Kazakh oil company suspends shares

>>Max Petroleum is a prominent independent oil producer>>

MARCH 4 (The Conway Bulletin) — The collapse in oil prices forced Max Petroleum, a British-Kazakh oil and gas company, to suspend trading on the London AIM stock exchange.

In a statement, Max Petroleum said it was in negotiations to restructure its debt with Sberbank and other creditors.

“If current negotiations are unsuccessful, or if other events outside the control of the Company require that the Company ceases trading while such negotiations are ongoing, then the consequences will be negative for all stakeholders in the Company,” the company statement said.
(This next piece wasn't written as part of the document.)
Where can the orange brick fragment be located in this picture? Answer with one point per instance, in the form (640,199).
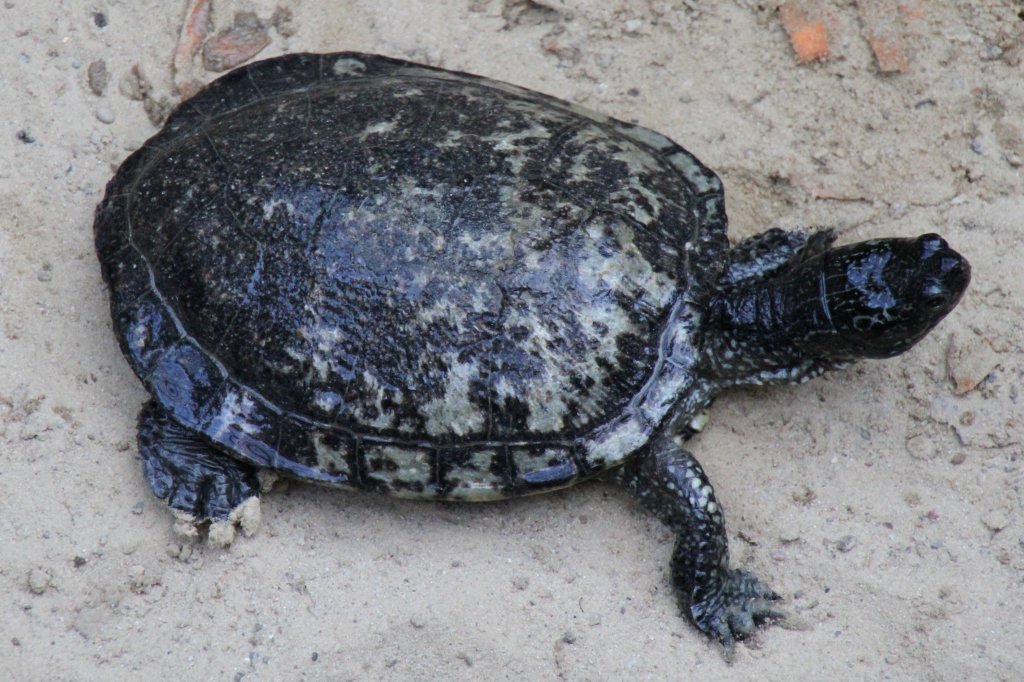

Last month Max Petroleum squarely blamed the slump in global oil prices for its problems which wiped out profit margins and deterred potential investors.

The Max Petroleum’s troubles are a microcosm of the problems facing Kazakhstan-orientated companies trying to weather an economic downturn linked to the oil price drop and the turmoil in Russia’s sanction-hit economy.

Almaty-based confectionery plant Rakhat, which South Korea’s LOTTE bought in 2013/2014 in a multi-million dollar deal, also said that it had had to lay off 500 of its 3,800 workers. It blamed unfair competition from cheaper Russian sweets.

Once feted as one of Kazakhstan’s most famous companies outside the extractive industries, Rakhat is now trying to eke its way out of the economic storm — just like most other Kazakh companies.

Max Petroleum, listed on the LSE since 2005, is a small Kazakhstan oil producer with an output of around 200,000 tonnes of oil a year.

In August 2014, AGR Energy, linked to the prominent Assaubayev family, made a deal to buy 51% of Max Petroleum for £37m ($62m), promising to embark on a significant investment to revitalise the company. The slump in oil prices, though, appears to have deterred AGR Energy from follow through with the deal and the promised investment.